An insurance company is creating an application to automate car insurance claims. A machine learning (ML) specialist used an Amazon SageMaker Object Detection - TensorFlow built-in algorithm to train a model to detect scratches and dents in images of cars. After the model was trained, the ML specialist noticed that the model performed better on the training dataset than on the testing dataset.

Which approach should the ML specialist use to improve the performance of the model on the testing data?

Options:

A.

Increase the value of the momentum hyperparameter.

B.

Reduce the value of the dropout_rate hyperparameter.

C.

Reduce the value of the learning_rate hyperparameter.

D.

Increase the value of the L2 hyperparameter.

Question 3

A finance company has collected stock return data for 5.000 publicly traded companies. A financial analyst has a dataset that contains 2.000 attributes for each company. The financial analyst wants to use Amazon SageMaker to identify the top 15 attributes that are most valuable to predict future stock returns.

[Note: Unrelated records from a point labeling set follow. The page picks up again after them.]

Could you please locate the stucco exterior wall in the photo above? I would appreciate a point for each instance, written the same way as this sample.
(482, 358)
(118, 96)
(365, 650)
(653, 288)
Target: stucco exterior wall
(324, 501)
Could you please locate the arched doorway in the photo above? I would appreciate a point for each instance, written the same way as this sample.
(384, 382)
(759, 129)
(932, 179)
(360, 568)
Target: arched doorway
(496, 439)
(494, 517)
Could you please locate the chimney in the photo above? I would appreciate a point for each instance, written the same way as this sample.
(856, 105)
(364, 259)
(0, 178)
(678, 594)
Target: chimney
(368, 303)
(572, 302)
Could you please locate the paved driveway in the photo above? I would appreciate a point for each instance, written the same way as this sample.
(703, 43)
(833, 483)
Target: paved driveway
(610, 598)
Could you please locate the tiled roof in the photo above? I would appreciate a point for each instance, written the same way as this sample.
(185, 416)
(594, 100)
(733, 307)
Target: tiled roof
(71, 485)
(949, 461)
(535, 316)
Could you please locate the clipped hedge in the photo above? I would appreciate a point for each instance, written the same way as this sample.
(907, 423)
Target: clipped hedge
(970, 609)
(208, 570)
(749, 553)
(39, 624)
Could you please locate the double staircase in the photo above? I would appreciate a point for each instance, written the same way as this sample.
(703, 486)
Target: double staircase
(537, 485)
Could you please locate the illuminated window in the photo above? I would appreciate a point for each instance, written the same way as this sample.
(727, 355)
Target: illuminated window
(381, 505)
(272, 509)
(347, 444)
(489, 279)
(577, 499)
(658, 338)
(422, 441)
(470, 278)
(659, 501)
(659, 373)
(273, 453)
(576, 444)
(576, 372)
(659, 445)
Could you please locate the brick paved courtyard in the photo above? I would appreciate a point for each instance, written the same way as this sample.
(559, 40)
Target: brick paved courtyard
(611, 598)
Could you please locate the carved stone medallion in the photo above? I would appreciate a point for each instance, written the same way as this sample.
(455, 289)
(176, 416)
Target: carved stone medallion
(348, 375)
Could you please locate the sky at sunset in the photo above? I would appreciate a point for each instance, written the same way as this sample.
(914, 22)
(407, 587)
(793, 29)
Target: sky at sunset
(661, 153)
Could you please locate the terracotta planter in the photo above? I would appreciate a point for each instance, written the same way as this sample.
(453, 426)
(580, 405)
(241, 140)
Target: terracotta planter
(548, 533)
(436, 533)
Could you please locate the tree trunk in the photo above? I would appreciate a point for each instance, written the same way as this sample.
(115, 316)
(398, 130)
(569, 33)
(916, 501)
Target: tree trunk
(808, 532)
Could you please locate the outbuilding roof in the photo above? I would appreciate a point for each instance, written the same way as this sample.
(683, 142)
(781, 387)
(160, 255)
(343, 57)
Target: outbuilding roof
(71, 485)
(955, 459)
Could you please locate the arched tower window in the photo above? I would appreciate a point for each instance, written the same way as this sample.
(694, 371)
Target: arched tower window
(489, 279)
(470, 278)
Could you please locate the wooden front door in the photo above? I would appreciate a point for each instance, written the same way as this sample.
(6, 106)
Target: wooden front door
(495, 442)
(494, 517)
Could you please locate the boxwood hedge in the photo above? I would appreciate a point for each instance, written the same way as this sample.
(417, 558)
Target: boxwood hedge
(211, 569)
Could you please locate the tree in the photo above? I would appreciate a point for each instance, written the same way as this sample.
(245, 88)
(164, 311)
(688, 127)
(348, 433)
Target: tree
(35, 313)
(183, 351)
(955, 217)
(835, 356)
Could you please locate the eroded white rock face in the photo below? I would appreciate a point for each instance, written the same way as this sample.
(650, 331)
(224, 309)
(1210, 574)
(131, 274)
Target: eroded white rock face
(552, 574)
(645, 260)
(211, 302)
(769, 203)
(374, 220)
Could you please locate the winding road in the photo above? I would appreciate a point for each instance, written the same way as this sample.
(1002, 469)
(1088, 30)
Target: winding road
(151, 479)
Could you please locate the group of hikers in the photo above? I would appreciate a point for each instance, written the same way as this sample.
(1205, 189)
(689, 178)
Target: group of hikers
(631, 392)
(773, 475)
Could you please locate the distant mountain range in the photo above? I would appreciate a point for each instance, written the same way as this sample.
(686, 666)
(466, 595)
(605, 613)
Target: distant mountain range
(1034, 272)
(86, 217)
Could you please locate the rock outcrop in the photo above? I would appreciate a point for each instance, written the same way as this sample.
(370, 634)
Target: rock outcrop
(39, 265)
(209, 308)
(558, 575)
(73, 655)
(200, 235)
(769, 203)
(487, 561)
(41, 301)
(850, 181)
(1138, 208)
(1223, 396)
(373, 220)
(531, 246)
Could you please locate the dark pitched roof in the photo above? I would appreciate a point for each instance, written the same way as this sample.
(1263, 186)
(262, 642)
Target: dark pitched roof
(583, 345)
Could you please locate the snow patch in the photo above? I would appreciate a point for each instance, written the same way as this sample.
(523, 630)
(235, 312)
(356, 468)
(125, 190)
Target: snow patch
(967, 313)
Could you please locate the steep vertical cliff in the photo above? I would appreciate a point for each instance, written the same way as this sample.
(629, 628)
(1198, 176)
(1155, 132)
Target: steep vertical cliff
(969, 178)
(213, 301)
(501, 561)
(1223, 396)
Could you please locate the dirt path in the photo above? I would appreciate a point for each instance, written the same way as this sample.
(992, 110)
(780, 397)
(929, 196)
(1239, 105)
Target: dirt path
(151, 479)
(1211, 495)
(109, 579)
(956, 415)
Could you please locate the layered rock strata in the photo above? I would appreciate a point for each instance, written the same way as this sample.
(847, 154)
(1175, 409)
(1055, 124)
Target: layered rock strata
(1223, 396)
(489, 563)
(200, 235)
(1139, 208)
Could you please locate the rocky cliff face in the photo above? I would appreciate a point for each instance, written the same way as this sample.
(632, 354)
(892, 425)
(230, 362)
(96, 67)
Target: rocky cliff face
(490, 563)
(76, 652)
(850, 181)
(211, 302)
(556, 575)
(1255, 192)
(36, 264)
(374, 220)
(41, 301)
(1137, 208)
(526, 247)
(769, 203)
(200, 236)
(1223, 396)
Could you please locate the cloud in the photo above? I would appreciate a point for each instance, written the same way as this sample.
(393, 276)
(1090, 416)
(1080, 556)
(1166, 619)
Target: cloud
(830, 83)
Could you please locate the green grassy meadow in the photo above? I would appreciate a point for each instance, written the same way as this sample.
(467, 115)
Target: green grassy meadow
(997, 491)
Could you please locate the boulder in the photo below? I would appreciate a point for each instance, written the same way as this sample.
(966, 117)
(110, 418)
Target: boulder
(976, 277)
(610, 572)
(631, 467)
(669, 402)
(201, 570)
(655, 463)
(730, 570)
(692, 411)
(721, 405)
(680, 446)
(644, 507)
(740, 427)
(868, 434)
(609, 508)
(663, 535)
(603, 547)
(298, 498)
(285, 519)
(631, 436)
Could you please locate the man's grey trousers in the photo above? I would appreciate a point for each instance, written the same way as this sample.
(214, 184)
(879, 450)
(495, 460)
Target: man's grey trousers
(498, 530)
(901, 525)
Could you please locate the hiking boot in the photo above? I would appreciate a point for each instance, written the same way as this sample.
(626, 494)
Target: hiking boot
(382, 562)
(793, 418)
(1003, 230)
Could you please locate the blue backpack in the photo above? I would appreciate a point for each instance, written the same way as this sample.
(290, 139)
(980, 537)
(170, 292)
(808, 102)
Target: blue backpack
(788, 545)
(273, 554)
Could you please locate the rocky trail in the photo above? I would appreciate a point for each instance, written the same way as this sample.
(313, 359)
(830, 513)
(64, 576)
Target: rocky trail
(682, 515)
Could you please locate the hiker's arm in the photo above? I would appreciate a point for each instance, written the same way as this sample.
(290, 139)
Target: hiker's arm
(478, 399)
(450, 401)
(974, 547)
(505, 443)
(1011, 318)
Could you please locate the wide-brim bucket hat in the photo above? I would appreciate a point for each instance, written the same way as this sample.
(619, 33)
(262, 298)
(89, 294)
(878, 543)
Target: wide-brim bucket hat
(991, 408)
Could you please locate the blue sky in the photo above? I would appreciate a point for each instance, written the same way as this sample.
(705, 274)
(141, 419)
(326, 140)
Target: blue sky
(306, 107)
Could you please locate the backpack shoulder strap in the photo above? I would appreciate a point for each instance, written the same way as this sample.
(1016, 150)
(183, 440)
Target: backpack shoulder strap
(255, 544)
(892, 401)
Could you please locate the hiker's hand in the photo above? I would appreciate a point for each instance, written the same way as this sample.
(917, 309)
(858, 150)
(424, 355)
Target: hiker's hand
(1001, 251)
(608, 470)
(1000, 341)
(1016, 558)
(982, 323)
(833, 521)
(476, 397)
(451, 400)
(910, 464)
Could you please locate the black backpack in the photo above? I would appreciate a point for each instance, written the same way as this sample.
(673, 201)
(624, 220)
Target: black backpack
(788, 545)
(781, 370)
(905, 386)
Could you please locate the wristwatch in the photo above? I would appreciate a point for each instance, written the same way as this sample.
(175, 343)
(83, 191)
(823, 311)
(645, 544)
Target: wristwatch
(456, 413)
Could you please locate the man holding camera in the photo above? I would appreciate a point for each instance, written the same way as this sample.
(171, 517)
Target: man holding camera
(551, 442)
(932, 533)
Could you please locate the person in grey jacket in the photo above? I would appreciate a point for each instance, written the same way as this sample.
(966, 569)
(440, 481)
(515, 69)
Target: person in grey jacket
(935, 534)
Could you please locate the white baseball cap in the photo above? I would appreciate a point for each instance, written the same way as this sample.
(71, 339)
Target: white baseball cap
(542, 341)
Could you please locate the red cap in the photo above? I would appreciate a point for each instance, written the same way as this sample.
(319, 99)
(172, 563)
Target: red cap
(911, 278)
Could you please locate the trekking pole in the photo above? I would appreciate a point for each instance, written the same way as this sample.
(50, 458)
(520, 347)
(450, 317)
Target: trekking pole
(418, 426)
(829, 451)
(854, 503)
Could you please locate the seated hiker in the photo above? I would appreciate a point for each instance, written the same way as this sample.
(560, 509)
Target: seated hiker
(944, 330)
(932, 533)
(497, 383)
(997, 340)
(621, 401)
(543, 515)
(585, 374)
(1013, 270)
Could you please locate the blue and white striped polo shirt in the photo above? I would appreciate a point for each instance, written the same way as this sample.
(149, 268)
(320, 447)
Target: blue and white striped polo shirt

Which solution will meet these requirements with the LEAST operational overhead?

Options:

A.

Use the linear learner algorithm in SageMaker to train a linear regression model to predict the stock returns. Identify the most predictive features by ranking absolute coefficient values.

B.

Use random forest regression in SageMaker to train a model to predict the stock returns. Identify the most predictive features based on Gini importance scores.

C.

Use an Amazon SageMaker Data Wrangler quick model visualization to predict the stock returns. Identify the most predictive features based on the quick model's feature importance scores.

D.

Use Amazon SageMaker Autopilot to build a regression model to predict the stock returns. Identify the most predictive features based on an Amazon SageMaker Clarify report.